Tout a commencé avec la création du compte PowHER ta carrière sur Instagram en janvier 2020. À l’époque, j’étais directrice commerciale dans le maritime, je gagnais bien ma vie, et j’étais arrivée à un stade où je me sentais à l’aise dans ma carrière, où j’étais fière de ce que j’avais accompli. Et puis, je me suis souvenue de ce que j’avais dû traverser pour en arriver là. Les années à perdre cinq kilos en prépa, à passer les examens dans l’angoisse car j’étais certaine de ne pas être à ma place, à avoir honte de devenir mécanicienne car je ne connaissais pas les caractéristiques des moteurs n’ayant pas grandi en lisant les magazines Auto Moto ou Turbo… Une chose m’a sauvé, c’est d’être extrêmement têtue, de ne jamais lâcher l’affaire et de me dire que j’avais le droit. Et soudainement, j’ai pris conscience qu’il devait y avoir tellement de personnes qu’on perdait en route juste parce que c’est trop difficile. Une de mes grandes craintes c’est qu’on passe à côté de la prochaine Marie Curie, de la prochaine Ada Lovelace ou de la prochaine Hedy Lamarr, bref qu’on perde une femme qui aurait révolutionnée le monde. C’est pour lutter contre cela que j’ai créé mon compte Instagram, puis les coaching, et enfin le livre.
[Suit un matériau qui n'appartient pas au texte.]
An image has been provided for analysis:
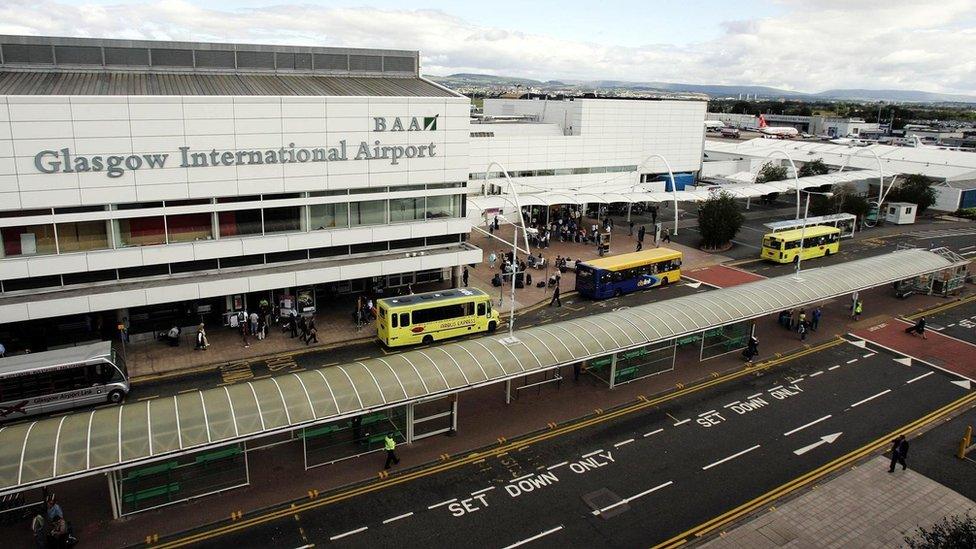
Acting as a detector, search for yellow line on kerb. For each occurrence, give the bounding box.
[905,295,976,320]
[652,393,976,549]
[153,338,845,549]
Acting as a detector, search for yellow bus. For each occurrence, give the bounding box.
[760,225,840,263]
[576,248,681,299]
[376,288,498,347]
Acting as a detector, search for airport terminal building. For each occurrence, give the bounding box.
[0,36,705,350]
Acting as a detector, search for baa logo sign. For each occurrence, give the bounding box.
[373,114,440,132]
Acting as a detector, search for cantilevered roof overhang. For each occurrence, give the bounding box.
[0,249,953,493]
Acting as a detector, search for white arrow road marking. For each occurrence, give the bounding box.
[793,433,844,456]
[592,480,674,516]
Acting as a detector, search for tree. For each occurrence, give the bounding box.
[756,162,789,183]
[886,174,935,213]
[797,158,830,177]
[905,512,976,549]
[698,191,745,248]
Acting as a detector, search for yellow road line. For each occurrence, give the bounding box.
[905,295,976,320]
[149,338,846,549]
[652,393,976,549]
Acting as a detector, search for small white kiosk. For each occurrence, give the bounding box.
[885,202,918,225]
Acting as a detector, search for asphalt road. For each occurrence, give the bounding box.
[127,282,709,401]
[177,336,971,548]
[925,301,976,345]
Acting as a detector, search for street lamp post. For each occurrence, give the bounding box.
[485,161,529,338]
[793,191,834,280]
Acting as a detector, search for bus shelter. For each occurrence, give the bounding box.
[0,249,958,515]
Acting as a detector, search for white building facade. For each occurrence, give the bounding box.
[468,98,706,193]
[0,36,474,342]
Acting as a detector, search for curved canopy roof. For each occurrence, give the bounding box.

Vous racontez avoir subi ce syndrome de l’imposteur dès vos études en école d’ingénieur. Ça commence si tôt ? À quoi le syndrome de l’imposteur est-il dû ?

Je m’en tire presque à bon compte car il y a des personnes pour qui ça commence dès le lycée. Pour moi ça a débuté en prépa : il y avait le stress, le rythme de travail, et le fait qu’il n’y avait pas vraiment de gens qui me ressemblaient. Il y avait très peu de femmes et très peu d’élèves qui venaient d’un milieu populaire comme moi. Je manquais de confiance, je ne me sentais pas à ma place. En plus, le métier vers lequel je me dirigeais, ingénieur moteur, était un métier d’homme, et je ne connaissais pas mon matrimoine, c’est-à-dire les femmes qui avaient travaillé dans ce domaine avant moi, je n’avais pas de role model.
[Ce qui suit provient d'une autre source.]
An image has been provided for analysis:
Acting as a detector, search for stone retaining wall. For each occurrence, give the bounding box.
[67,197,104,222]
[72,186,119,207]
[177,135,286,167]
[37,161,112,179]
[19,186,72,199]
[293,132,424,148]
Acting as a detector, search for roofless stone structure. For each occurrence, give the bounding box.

Aujourd’hui, êtes-vous totalement libérée de ce syndrome ? Est-ce seulement possible ?

Oui absolument, mais ça m’a pris beaucoup d’années. C’est une des raisons pour lesquelles j’ai créé PowHER ta carrière : je veux que ça se passe plus rapidement pour les autres. Pour gérer ce “saboteur” comme je l’appelle dans mon livre, j’ai fait un travail personnel, j’ai consulté des études sociologiques qui m’ont aidé à comprendre le pourquoi du comment, et j’ai utilisé plusieurs méthodes pratiques qui sont dans le livre.

Vous travaillez aujourd’hui en tant que stratège au sein d’un groupe automobile majoritairement masculin. Qu’est-ce que cela vous a appris ?

Que les hommes ont besoin de nous. Dans ce milieu, certaines marques de voitures se sont complètement trompées sur des modèles parce qu’ils avaient été imaginés par des hommes blancs de 50 ans qui, n’ayant aucune idée de comment vit ou ce que veut une femme de 30 ans, sont totalement passés à côté. Ça me fascine qu’on puisse encore faire des naufrages industriels de ce type-là, sans que personne n’ait de recul en se disant que forcément, si un même produit est toujours fait par des gens du même sexe, du même âge, de la même race et du même milieu, il va y avoir des angles morts. Dans ce cas-là, le point de vue des femmes devient très intéressant. C’est toute la théorie de la licorne à laquelle je fais référence dans le livre : en fait nous sommes une licorne dans un monde de chevaux.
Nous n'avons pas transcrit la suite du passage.